Etel enjoys a close group of friends who remain unimpressed by his film career.

“I’ve grown up with mostly the same friends, even before I was filming. They’ve been on the journey with me. They think (sarcastically), ‘Oh yeah, you’ve got loads of money and you’re flying all over the world.’ I don’t know — they’re still my friends. They don’t seem bothered by it. I don’t want to bring my private life into acting because when I go home that’s me, home.”

He enjoys football (what we yanks call soccer), playing the guitar and music. He plans to study sound engineering in college.

One thing he isn’t participating in is any drama classes at his school. He says he’s “not a big stage lover,” while acknowledging maybe that will change as he gets older.

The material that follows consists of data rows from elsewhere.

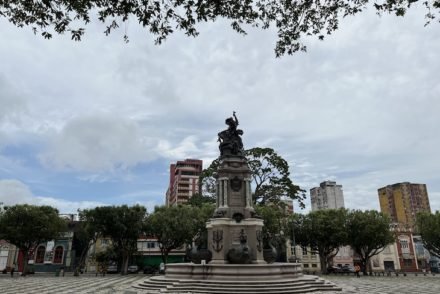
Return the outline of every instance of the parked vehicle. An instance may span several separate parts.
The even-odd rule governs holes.
[[[163,262],[160,263],[159,274],[161,274],[161,275],[165,274],[165,264]]]
[[[156,273],[156,271],[157,271],[156,268],[154,268],[151,265],[147,265],[144,267],[144,274],[153,275]]]
[[[127,268],[127,272],[131,274],[136,274],[139,271],[139,268],[137,265],[130,265]]]
[[[116,274],[117,272],[118,272],[118,265],[117,264],[111,264],[107,267],[107,273]]]
[[[354,273],[355,272],[354,267],[351,266],[351,265],[348,265],[348,264],[347,265],[343,265],[341,267],[341,271],[343,273]]]
[[[327,273],[329,274],[336,274],[336,273],[341,273],[342,269],[339,266],[329,266],[327,268]]]

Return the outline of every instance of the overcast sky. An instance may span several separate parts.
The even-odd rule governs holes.
[[[307,190],[343,186],[348,208],[379,209],[377,189],[427,184],[440,209],[440,27],[424,11],[369,10],[307,53],[275,58],[273,31],[219,21],[163,45],[136,21],[106,37],[86,27],[44,40],[0,20],[0,202],[164,203],[169,164],[218,156],[237,111],[245,148],[274,148]],[[130,37],[123,42],[124,31]]]

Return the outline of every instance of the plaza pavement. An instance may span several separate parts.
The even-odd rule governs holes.
[[[39,275],[19,277],[0,274],[1,294],[136,294],[145,293],[131,287],[148,278],[147,275],[81,275],[73,277],[66,273],[65,277]],[[315,293],[356,293],[356,294],[437,294],[440,293],[440,275],[432,276],[391,276],[364,277],[354,276],[323,276],[342,288],[342,292]]]
[[[107,274],[106,276],[80,275],[74,277],[66,273],[64,277],[54,275],[29,275],[27,277],[0,275],[1,294],[110,294],[138,293],[131,285],[146,279],[147,275]]]
[[[338,293],[356,294],[438,294],[440,293],[440,276],[412,275],[391,277],[362,276],[335,276],[328,275],[322,278],[333,282],[342,288]],[[327,292],[328,293],[328,292]]]

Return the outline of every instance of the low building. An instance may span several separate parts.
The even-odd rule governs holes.
[[[303,265],[303,270],[308,273],[320,272],[321,263],[319,255],[306,246],[297,246],[297,256]],[[299,249],[299,250],[298,250]]]
[[[0,240],[0,272],[12,268],[17,260],[17,255],[17,247],[5,240]]]
[[[32,272],[55,272],[71,270],[73,232],[65,232],[56,240],[40,243],[29,256],[28,270]],[[18,270],[23,270],[23,254],[18,256]]]
[[[133,256],[135,264],[143,268],[145,266],[158,267],[162,261],[159,242],[154,237],[141,237],[137,241],[138,252]],[[172,250],[168,255],[169,263],[184,262],[186,256],[185,247]]]
[[[390,244],[382,252],[370,260],[373,272],[398,272],[400,271],[399,253],[396,243]]]
[[[350,246],[339,247],[338,253],[333,258],[333,265],[353,265],[353,250]]]

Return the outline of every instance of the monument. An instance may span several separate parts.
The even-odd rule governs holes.
[[[217,201],[207,223],[211,264],[265,264],[263,220],[252,206],[251,170],[244,156],[238,119],[226,119],[228,129],[218,134],[220,158],[217,170]]]
[[[299,263],[267,263],[263,258],[263,220],[253,208],[251,170],[244,156],[238,119],[218,133],[216,209],[207,222],[212,259],[168,264],[135,288],[151,293],[309,293],[338,291],[334,284],[302,274]],[[148,293],[148,292],[147,292]]]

Etel does admit he was on the receiving end of some arm-twisting about employing his acting talent at school. When he talks about it, though, there isn’t a hint of ego in his bright eyes.

“(The teachers) were literally begging for me, and my mum was nearly kicking me. I know it sounds bad, but I do what I want to do. That’s how I like to live. I don’t want to live on someone else’s word.”